His appreciation for landscaping sprouted from a high school tree farm job in Howard Lake, Minn. Lauer had a great boss that became like a second father to him. He eventually managed the business and planned on buying it after college, but the business was sold his senior year of high school.
Lauer went on to get his horticulture degree from the University of Minnesota in 1976, where he met his wife Carol. They got married right after graduation.
After college, Lauer first worked as a U of M extension service agent in Washington County, then spent a few months with Bachman’s before returning to the extension service’s 4-H program.
Hoping for a more stable job, Lauer landed a full-time position at Mendota Heights’ Acacia Park Cemetery. He enjoyed it so much that he spent the next 10 years working there.
“It didn’t look like a cemetery,” remembers Lauer. “It looked like a beautifully maintained park.”
Lauer eventually moved on to become Prudential Insurance’s grounds supervisor in Plymouth, Minn. During his time at Prudential, Lauer developed an appreciation for turf.
“Turf is one of my favorite things,” comments Lauer. “It isn’t just grass, it’s a beautiful part of the landscape.”
After Doug had been with Prudential for several years, Carol saw a U of M Landcare job posting. Lauer had always wanted to work for his alma mater, so he applied for the job got it.

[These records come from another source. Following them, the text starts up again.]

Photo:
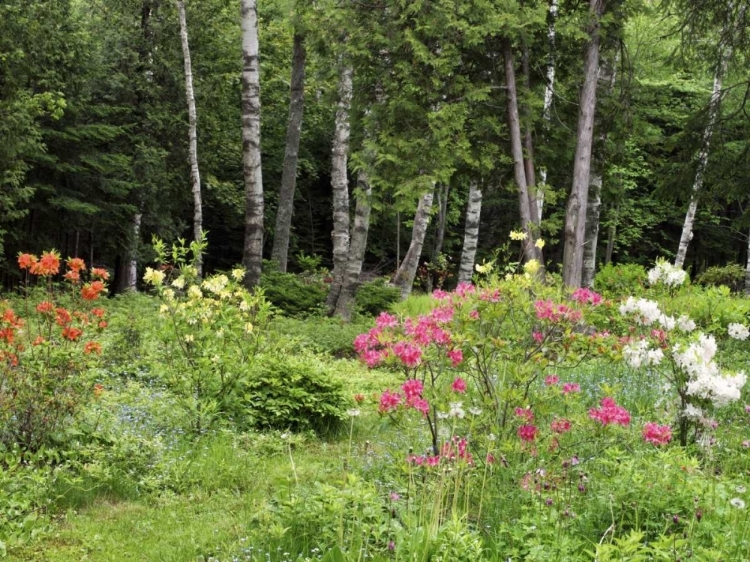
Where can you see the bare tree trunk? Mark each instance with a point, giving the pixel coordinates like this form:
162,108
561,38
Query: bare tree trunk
575,216
284,213
252,252
357,247
528,142
437,248
530,251
608,76
549,91
131,270
407,271
195,176
471,233
713,114
340,186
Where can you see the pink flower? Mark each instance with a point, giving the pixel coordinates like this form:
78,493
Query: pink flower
456,356
561,425
412,389
527,432
569,387
525,413
386,320
610,413
459,385
657,434
389,401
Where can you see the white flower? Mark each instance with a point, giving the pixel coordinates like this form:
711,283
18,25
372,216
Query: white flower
738,503
738,331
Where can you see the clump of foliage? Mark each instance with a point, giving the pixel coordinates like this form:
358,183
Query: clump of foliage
376,296
731,275
294,392
621,279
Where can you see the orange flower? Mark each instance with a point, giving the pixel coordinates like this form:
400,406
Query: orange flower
100,272
48,264
76,264
26,261
92,347
45,307
63,317
71,334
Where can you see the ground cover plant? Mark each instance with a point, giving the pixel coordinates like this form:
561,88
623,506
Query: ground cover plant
506,419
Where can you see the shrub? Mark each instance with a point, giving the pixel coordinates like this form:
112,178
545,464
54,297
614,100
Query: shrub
294,392
621,279
376,296
293,295
731,275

Doug and Carol live in St. Paul and have four grown children (three daughters and one son) and two grandchildren. The couple has enjoyed traveling internationally to visit two of their daughters while one was teaching in China and another was serving in the Peace Corps in Malawi, Africa.
Lauer is particularly proud of the grounds outside the Donhowe Building.
“Years ago, the grounds around Donhowe consisted of a gravel lot,” remembers Lauer. “Now, when you walk up to the building it’s beautiful. There are plantings, the turf is nice and there are three flag poles.”
The University of Minnesota is fortunate to have a talented artist like Doug Lauer providing a campus-wide gallery of outdoor artwork.